Lecture 021 - Quantum for Classical

Strong Exponential Time Hypothesis: no less than $O(2^n)$ algorithm for SAT (proved only with blackbox model)

Quantum Strong Exponential Time Hypothesis: no less than $O(2^{n/2})$ quantum algorithm for SAT (proved only with blackbox model)

Grover: solve SAT with high probability using $2^{n/2}c$ instruction given AND/OR/NOT circuit $C$ with length $c$.

Bernstein-Vazirani (XOR): $O(c)$ with $100\%$. (while classical need $O(nc)$), verifiable output, unverifiable input

Simon's Algorithm: not a natural problem, unverifiable input

Quantum Factoring: polynomial (while classical need $O(\exp(n^{1/3}))$), verifiable

• Decision Factoring: whether there exist a factor of $F$ in range $[2, k]$

• when decision factoring return "Yes": verifiable

• when decision factoring return "No": still verifiable (unlike SAT)

If we assume $NP \neq coNP$, then $\text{NP-Complete}$ problems should not have such "no-witness". And therefore, factoring is not $\text{NP-Complete}$.

Bias-Busting: if code $C$ biased then $Pr\{0...0\} > 0$, else $Pr\{0...0\} = 0$.

• $SAT \leq_p \text{Bias-Busting}$ (so it is NP-Hard)

• If satisfiable, then $C$ must be biased.

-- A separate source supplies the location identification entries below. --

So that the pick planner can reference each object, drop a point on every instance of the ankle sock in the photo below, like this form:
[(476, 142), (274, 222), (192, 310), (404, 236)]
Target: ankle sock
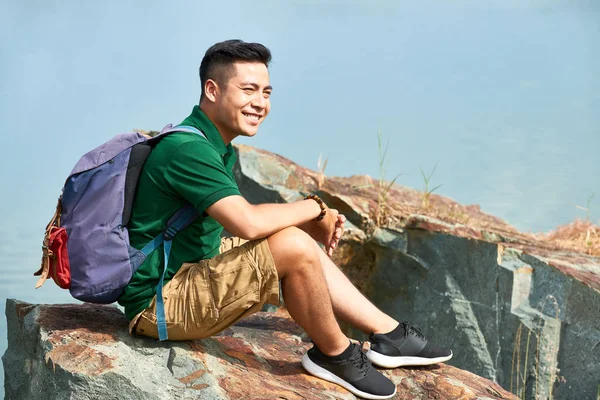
[(343, 355), (397, 333)]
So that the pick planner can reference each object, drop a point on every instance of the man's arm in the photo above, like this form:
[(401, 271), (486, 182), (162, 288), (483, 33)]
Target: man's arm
[(252, 222)]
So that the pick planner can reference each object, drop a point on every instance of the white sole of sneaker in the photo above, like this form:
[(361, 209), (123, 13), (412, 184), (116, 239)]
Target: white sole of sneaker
[(381, 360), (322, 373)]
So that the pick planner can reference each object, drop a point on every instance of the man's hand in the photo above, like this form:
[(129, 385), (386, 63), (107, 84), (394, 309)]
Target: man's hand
[(328, 231), (339, 231)]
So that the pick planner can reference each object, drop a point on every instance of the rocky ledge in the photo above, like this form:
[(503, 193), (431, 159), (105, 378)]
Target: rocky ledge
[(85, 352), (520, 309)]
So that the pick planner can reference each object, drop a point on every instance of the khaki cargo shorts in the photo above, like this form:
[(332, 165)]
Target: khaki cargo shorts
[(205, 298)]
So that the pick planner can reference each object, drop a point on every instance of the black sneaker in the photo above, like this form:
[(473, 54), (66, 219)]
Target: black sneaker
[(405, 346), (351, 370)]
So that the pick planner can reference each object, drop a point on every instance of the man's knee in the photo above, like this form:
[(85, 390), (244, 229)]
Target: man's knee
[(293, 248)]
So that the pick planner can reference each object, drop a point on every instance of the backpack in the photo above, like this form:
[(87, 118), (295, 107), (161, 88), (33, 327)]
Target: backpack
[(86, 246)]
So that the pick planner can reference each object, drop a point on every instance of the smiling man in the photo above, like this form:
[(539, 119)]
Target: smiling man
[(211, 282)]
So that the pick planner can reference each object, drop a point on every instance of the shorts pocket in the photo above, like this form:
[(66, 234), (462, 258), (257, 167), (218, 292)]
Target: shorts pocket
[(234, 286)]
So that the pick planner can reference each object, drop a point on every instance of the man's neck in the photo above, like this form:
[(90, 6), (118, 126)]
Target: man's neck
[(208, 112)]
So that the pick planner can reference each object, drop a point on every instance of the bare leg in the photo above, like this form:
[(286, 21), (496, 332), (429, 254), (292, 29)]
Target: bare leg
[(349, 304), (305, 289)]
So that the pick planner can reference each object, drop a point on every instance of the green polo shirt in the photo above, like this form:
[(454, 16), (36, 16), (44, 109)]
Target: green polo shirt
[(184, 168)]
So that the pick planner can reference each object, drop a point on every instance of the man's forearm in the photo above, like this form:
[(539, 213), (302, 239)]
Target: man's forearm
[(267, 219)]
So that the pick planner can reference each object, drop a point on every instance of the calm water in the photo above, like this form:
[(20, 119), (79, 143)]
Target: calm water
[(502, 97)]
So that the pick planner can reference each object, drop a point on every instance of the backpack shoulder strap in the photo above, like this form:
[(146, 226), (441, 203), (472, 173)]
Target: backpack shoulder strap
[(179, 128)]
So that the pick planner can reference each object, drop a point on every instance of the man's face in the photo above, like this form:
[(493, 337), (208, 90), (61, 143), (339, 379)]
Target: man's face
[(244, 102)]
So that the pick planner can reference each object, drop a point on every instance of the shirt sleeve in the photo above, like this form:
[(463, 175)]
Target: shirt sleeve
[(197, 173)]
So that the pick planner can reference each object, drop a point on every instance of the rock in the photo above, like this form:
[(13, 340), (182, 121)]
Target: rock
[(508, 303), (85, 352)]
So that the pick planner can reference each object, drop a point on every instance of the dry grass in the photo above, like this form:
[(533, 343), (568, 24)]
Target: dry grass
[(321, 165)]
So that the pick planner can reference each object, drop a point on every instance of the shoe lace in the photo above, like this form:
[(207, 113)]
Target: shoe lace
[(360, 360), (409, 329)]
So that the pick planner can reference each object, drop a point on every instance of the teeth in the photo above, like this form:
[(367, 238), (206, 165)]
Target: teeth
[(252, 116)]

If unsatisfiable, then $C$ must be unbiased.

• But $Pr\{\} > 0$ is too weak to solve $NP-Hard$ problems.

• $\text{Bias-Busting}$ probably not in $NP$, since otherwise, a witness will be similar to Bias-Busting itself.

Toda-Ogiwara Theorem: Bias-Busting not in NP assuming $P^{\Sigma_2} \neq NP^{\Sigma_2}$